Nachfolgend eine Testserie, mit der Sony A7R nebst Stativ und 2 s Selbstauslöservorlauf bei 100 ISO fotografiert. Es wurde mit maximaler Lupenvergrösserung auf das Geländer in der Bildmitte scharfgestellt. Die Bilder wurden nur mit Standardeinstellung in Camera Raw geschärft, die chromatischen Aberrationen bleiben unkorrigiert. Letztere sind aber sehr moderat und in Camera Raw noch gut beherrschbar. Nach der automatischen Korrektur verschwinden sie fast vollständig. Bedenkt bitte, dass es sich hier um fast ungeschärfte Ausschnitte in 200% – Vergrösserung handelt.

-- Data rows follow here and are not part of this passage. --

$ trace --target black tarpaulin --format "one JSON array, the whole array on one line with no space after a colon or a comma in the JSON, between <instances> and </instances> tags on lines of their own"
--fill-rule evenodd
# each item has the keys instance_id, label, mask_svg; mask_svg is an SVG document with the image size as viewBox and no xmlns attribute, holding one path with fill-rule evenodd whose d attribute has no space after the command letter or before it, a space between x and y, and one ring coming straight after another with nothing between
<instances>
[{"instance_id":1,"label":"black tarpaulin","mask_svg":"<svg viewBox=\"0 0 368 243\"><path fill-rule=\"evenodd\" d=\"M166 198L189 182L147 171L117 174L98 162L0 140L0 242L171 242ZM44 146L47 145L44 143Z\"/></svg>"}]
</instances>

Anmerkung : die Blende meines Tamrons ist leider falsch kalibriert, was sich darin äussert, dass sie den Strahlengang bei Offenblende nicht vollständig freigibt. Ich habe deshalb alle Einstellungen beim Tamron interpoliert, die Offenblende entspricht in Wirklichkeit f/4.

Die gesamte Szene (Tokina bei Offenblende) – man erkennt deutlich die ausgeprägte Vignettierung !

Offenblende (Tokina f/3,5 und Tamron f/4)

Bildmitte (Tokina links und Tamron rechts).
Ecke rechts oben (Tokina links und Tamron rechts).

Auch wenn es beiden Objektive bei Offeblende noch an Kontrast mangelt, ist das Tokina deutlich schärfer in der Bildmitte, während das Tamron am Rand etwas detaillierter wirkt.

f/5,6

Bildmitte (Tokina links und Tamron rechts).
Die Tendenz setzt sich bei f/5,6 fort.

f/8

Bildmitte (Tokina links und Tamron rechts).
Ecke rechts oben (Tokina links und Tamron rechts).

f/11

Bildmitte (Tokina links und Tamron rechts).
Ecke rechts oben (Tokina links und Tamron rechts).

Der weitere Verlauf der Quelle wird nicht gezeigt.